SP8420 BTCODE_B - Finding Minimum

You are given 'n' integers k $ _{1} $ , k $ _{2} $ , ...., k $ _{n} $ and an integer 'x', which satisfy the equation x $ _{1} $ $ ^{k1} $ \* x $ _{2} $ $ ^{k2} $ \* ..... \* x $ _{n} $ $ ^{kn} $ = x. You are also given values a $ _{1} $ , a $ _{2} $ , ...., a $ _{n} $ and y $ _{1} $ , y $ _{2} $ , ...., y $ _{n} $ . Your task is to find the least positive value 'v', that can be taken by the expression: a $ _{1} $ \*x $ _{1} $ $ ^{y1} $ + a $ _{2} $ \*x $ _{2} $ $ ^{y2} $ + ... + a $ _{n} $ \*x $ _{n} $ $ ^{yn} $ . Note that x $ _{1} $ , x $ _{2} $ , x $ _{3} $ , ..... x $ _{n} $ are some variables (not necessarily integers), which can only take positive values.
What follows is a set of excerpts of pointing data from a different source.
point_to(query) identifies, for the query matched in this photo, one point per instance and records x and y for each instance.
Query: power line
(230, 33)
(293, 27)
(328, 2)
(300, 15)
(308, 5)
The first line of input contains a single integer 't', denoting the number of test cases. The first line of each testcase contains two space separated integers 'n' and 'x'. Next line contains 'n' integers k $ _{1} $ , k $ _{2} $ , ..., k $ _{n} $ . Next line contains 'n' integers a $ _{1} $ , a $ _{2} $ , ..., a $ _{n} $ . Next line contains 'n' integers y $ _{1} $ , y $ _{2} $ , ..., y $ _{n} $ .

For each testcase output the least positive value 'v' that can be taken by the expression. To avoid floating point errors, round it off to the nearest integer. For example, 12.6 is rounded off to 13, and 12.4 is rounded off to 12. To avoid ambiguity, there will be no test case for which the fractional part of the answer equals 0.5.